I have a bunch of files (on the order of 10 per second) coming into a system (stored into a database). Each file contains an entry for somewhere between 1 and 500 devices. A given device will appear in multiple files (but not every file). This data eventually needs to be stored in another database, stored per-device. There are two different file formats.
There is an API that takes care of the final database part, which takes several entries for a single device (behind the scenes, this also does some lookups to find IDs in the database, and so processing multiple entries at once for a single device means doing the lookups once, instead of once per entry).
To do this, I have a program with several parts:
- Parse files, extracting data into a common set of data objects.
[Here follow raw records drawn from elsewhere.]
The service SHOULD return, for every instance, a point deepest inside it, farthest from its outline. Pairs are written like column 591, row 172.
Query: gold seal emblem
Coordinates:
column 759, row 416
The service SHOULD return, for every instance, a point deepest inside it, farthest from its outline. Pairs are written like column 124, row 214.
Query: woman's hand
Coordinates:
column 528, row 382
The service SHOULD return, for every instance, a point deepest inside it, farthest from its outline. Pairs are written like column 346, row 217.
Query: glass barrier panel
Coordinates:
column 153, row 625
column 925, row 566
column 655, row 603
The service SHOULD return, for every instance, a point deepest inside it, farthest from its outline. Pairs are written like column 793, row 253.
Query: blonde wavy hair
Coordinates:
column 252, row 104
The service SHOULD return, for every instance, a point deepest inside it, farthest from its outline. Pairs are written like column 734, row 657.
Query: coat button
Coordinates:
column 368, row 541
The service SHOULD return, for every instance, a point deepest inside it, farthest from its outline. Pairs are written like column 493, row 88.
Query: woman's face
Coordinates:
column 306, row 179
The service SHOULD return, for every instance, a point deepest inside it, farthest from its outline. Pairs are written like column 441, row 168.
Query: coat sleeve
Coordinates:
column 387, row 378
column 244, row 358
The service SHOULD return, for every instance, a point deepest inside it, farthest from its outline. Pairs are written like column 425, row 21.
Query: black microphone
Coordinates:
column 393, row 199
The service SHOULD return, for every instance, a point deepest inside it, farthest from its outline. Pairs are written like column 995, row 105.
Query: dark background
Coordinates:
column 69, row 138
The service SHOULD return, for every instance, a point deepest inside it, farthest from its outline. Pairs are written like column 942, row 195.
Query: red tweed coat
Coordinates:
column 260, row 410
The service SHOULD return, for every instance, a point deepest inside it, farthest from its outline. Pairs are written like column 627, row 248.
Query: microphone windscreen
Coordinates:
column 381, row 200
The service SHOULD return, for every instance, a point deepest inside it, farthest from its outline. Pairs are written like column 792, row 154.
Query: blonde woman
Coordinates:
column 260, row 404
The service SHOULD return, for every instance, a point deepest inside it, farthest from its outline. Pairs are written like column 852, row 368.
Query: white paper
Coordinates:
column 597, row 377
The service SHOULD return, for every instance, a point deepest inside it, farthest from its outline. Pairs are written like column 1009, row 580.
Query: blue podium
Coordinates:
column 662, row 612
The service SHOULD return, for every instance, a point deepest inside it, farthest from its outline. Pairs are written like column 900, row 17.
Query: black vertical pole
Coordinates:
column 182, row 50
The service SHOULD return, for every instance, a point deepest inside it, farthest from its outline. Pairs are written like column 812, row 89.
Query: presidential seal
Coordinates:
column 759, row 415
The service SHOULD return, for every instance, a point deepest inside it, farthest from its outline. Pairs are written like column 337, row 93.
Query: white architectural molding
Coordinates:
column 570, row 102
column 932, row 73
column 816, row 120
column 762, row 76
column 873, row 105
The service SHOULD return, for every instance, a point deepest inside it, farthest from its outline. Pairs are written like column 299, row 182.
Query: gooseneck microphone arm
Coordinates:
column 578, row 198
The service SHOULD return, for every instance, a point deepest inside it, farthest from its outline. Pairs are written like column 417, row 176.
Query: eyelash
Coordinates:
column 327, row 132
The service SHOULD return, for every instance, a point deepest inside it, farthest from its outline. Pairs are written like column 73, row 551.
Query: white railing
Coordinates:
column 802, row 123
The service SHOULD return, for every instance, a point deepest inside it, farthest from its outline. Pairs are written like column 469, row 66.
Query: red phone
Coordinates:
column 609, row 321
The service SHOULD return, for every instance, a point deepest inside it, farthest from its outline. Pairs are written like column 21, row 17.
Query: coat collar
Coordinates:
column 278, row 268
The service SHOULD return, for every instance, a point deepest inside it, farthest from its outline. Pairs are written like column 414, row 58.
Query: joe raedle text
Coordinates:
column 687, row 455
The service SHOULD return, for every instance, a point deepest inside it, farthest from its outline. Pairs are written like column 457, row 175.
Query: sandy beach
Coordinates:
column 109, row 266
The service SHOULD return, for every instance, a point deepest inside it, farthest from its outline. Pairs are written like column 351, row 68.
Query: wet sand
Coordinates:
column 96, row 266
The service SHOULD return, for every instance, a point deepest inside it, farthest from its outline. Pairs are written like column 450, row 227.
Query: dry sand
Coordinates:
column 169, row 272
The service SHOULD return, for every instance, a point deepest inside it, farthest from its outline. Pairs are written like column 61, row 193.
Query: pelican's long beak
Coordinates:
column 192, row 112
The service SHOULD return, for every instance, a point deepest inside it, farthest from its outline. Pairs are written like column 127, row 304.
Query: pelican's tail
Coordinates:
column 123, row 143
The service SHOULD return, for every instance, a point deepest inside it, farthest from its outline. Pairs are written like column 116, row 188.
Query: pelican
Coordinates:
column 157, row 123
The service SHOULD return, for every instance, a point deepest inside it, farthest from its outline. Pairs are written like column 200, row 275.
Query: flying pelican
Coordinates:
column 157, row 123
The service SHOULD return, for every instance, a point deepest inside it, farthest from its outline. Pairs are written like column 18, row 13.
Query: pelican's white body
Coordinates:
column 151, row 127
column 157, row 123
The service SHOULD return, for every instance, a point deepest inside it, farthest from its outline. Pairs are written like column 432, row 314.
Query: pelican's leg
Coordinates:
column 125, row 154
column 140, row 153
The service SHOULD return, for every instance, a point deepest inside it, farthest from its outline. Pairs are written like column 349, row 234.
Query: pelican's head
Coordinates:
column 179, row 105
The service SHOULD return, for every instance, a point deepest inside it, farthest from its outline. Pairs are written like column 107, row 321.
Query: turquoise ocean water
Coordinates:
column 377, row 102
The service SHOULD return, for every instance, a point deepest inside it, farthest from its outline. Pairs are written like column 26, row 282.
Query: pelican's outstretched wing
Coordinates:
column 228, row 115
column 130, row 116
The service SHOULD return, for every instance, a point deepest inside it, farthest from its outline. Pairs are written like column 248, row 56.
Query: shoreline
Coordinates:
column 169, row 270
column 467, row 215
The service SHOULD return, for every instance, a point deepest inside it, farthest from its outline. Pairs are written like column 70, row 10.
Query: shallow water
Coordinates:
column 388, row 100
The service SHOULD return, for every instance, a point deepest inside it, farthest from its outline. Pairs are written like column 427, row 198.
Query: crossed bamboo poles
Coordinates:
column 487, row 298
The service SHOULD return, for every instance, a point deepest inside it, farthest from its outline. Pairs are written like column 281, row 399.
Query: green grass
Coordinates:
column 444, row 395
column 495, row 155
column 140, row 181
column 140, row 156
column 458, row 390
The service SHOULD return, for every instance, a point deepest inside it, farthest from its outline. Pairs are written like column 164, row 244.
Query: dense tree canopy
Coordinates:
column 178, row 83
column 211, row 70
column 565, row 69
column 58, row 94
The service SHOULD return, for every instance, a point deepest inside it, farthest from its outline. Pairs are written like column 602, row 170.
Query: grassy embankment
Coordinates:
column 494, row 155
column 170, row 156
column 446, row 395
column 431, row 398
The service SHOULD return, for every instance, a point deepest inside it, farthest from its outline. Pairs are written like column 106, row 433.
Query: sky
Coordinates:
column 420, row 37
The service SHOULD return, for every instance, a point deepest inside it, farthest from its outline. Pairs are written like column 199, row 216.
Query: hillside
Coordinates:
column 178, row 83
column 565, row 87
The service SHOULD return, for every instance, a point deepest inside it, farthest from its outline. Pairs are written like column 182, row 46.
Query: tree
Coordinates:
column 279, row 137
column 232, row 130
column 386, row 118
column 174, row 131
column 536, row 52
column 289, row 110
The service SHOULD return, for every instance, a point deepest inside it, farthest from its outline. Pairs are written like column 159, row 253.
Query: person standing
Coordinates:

- This is a threaded process, with one thread per file, adding data into a thread-safe collection
- As each file is loaded, its DB entry is marked as being 'in progress'
- Save objects into database
- Another threaded process, which extracts all the objects for a given device, and then tells the data API to save them.
- Once the save for all devices from a single file are successful (or if any fail) the DB entry for the original file is marked as being success/failed
My question is: what is the best way to manage when to parse files, how many threads to use, how much RAM etc?
- The data API is going to take the longest - most of the time, the threads there will just be waiting for the API to return.
- The overall efficiency of the system is improved by having more data grouped per device
- The application shouldn't run out of RAM, or have so many files parsed but waiting to be saved that it causes the OS to swap.
- It's unknown how many simultaneous calls the DB API can handle, or how quickly it runs - this process needs to adapt to that
So how do I know when to parse files to make sure that this is going as fast as it can, without causing a performance hit by using too much RAM?